Hong Kong's record on disabled rights attacked at UN

Government lags woefully behind nations like New Zealand and UK in protecting vulnerable people from discrimination, summit to hear

PUBLISHED : Thursday, 06 September, 2012, 12:00am
UPDATED : Thursday, 06 September, 2012, 3:47am

Hong Kong will be accused of falling short on protecting the rights of people with disabilities at a United Nations committee hearing later this month.

At its meeting on September 17-18, the UN's Committee on the Rights of Persons with Disabilities will consider criticisms of Hong Kong's record from a group of local non-governmental organisations.

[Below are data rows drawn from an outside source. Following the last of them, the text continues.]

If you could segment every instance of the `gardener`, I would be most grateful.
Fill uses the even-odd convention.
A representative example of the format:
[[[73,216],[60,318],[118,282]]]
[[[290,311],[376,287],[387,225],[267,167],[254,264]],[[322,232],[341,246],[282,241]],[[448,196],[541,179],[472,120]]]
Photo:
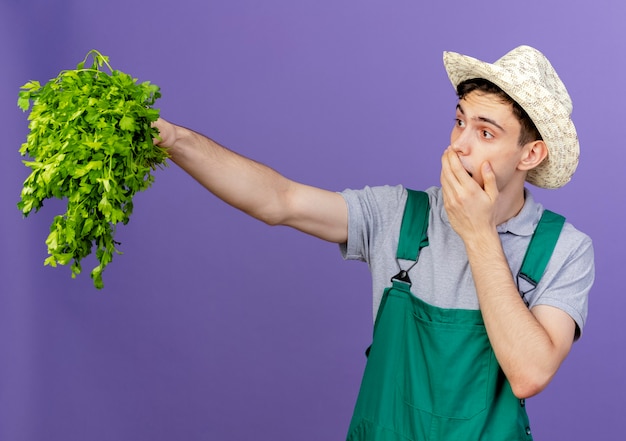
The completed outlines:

Their submission accuses the government of failing to address limited education and employment opportunities along with accessibility issues and unsatisfactory legal protection for the city's disabled community.

The coalition of groups includes the Grand Alliance of Parents for the Rights of Persons with Special Educational Needs and Human Rights Monitor.

While Beijing has signed the UN Convention on the Rights of Persons with Disabilities, Hong Kong's government still adheres to its own Disability Discrimination Ordinance, a much narrower entity that does not oblige it to promote equal opportunities.

"Countries such as New Zealand and the UK made legislative amendments after they endorsed the UN Convention," said retired social worker Emily Fung Wai-ying, who represents one of the NGOs that made the submission.

"But Hong Kong has not. Schools should be asked to provide appropriate support to students with special needs."

She said the Equal Opportunities Commission (EOC) could be doing more to protect people's rights. "It has done research on issues, such as the number of accessible schools and the characteristics of autistic kids, but it has done little advocacy," she said.

The submission seeks the creation of a high-level government committee to formulate policies on these issues, and an independent monitoring mechanism to protect, promote and ensure the rights of people with disabilities.

It calls for "disability mainstreaming", such as legislation to require old private buildings to install barrier-free access, facilitated by financial subsidies and technical assistance.

"The whole world is talking about inclusion, in the sense of embracing diversity, and that is the spirit of the convention," said Maria Wong Yuen-bing, president of the Special Education Society of Hong Kong.

The submission targets the government's inclusive education policy, under which all pupils are placed in the same type of school regardless of disability.

"The random allocation of children to primary and secondary schools has introduced tremendous and unjustifiable hardship to the schools, the children and their parents," it says.

Children in special schools are not given enough guidance or support to move into mainstream education, the submission says.

Their progress is held back by delays in early intervention programmes and access to tools, such as hearing aids, cochlear implants, FM systems and special learning materials.

Kwok Hiu-chung, education officer at Human Rights Monitor, urged the EOC to push for local legislation of the UN convention.

The submission also highlights discrimination under the minimum wage law, which allows a disabled employee's pay to be cut if their productivity falls short. Under the discrimination ordinance, employers cannot be prosecuted for terminating a disabled person's contract if their productivity is inadequate.